The Devil They Need
The Left's permanent enemy is not a flaw in its political program. It is the program.
Glenn Ellmers, writing at TomKlingenstein.com, has delivered a diagnosis worth sitting with. The American Left, having discarded God, nature, and tradition, installed in their place a new pantheon of demons: the fascist, the racist, the sexist. The perpetual discovery of these figures supplies the moral oxygen its adherents cannot live without. There can be no return to the old normal, Ellmers argues, because a substantial portion of the country has come to require permanent enemies the way earlier generations required communion. To surrender the demonology would be to stare into the emptiness that the post-Christian intellectual project opened beneath them.
The analysis is theological. The implications are institutional.
Ellmers draws on the Greeks: the chthonic deities, the Furies, the older and darker supernatural economy beneath the Olympian order. He is right that the Enlightenment’s rational society turned out to be a thinner broth than its engineers promised. Human beings require a transcendent frame. Deprived of one, they will manufacture one, and the substitutes tend to be cruder, more vindictive, and less forgiving than the creeds they replace.
What should give Lyceum readers pause is how thoroughly the manufactured creed has been operationalized. The Left’s Devil is not merely a figure of imagination haunting graduate seminars. He has been given an office, a budget, and a staff. Diversity, Equity, and Inclusion bureaucracies at universities, corporations, and federal agencies exist precisely to hunt him. “Disinformation” units inside partner government offices and private foundations exist to prosecute his speech. Accreditation bodies, human resources departments, and foundation-funded NGOs exist to identify his disciples and extract their confessions. Tax-exempt money from the Ford, Mellon, and Open Society foundations does not merely fund art exhibits and fellowships. It funds the institutional apparatus of exorcism.
A political theology that required only private devotion would be harmless. A political theology underwritten by tax-exempt endowments, enforced through hiring decisions, lending decisions, and professional licensure, is something else. It is a regime.

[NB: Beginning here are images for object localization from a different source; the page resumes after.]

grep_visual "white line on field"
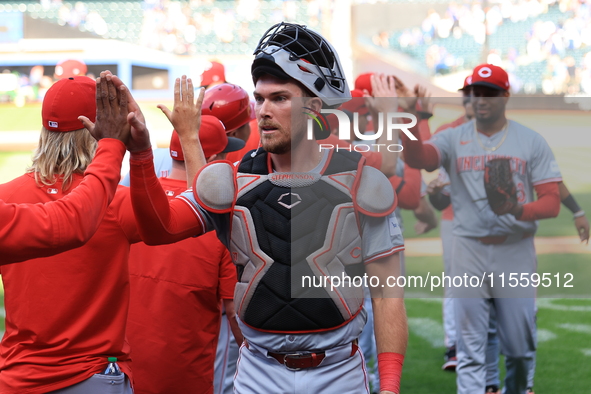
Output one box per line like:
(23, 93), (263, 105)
(537, 299), (591, 312)
(408, 317), (445, 348)
(537, 329), (557, 343)
(557, 323), (591, 334)
(581, 349), (591, 357)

Historical comparison helps. The Puritan divines of the 17th century at least had the candor to name the sin and hold the trial in public. The Soviet diagnosis of “wrecking” and “counter-revolutionary sentiment” required party cadres willing to acknowledge that the category existed for a reason. Our present inquisition demands neither candor nor courage. Its priests, clothed in the dull vocabulary of compliance, insist that they are merely administering neutral principles. The Devil must be found; the search must be endless; the accuser may never be questioned. All of this is framed as housekeeping.
The practical consequences are visible in the lives of ordinary Americans. A loan officer who declines to fund a domestic energy project for reasons that have nothing to do with credit risk. A school board that replaces literature with struggle sessions and then charges the complaining parent with extremism. A medical board that strips a physician’s license for noticing something the consensus has decided may not be noticed. Each of these is a small exorcism. Each produces a small pool of the excommunicated. The cumulative effect is a civilization in which the most productive citizens discover that their livelihoods depend on ritual agreement with claims they know to be false.
Ellmers closes with the observation that the first step in confronting a problem is to understand it. That is correct, and his essay is a contribution. Understanding alone, however, will not unseat a theology backed by permanent funding and institutional enforcement. What is required next is the political work of defunding the temples, dismantling the priesthood, and restoring the civic frame that the Enlightenment inherited from Christianity and then imagined it could do without. That work is neither ritual purification nor counter-demonology. It is, simply, the patient reconstruction of a republic.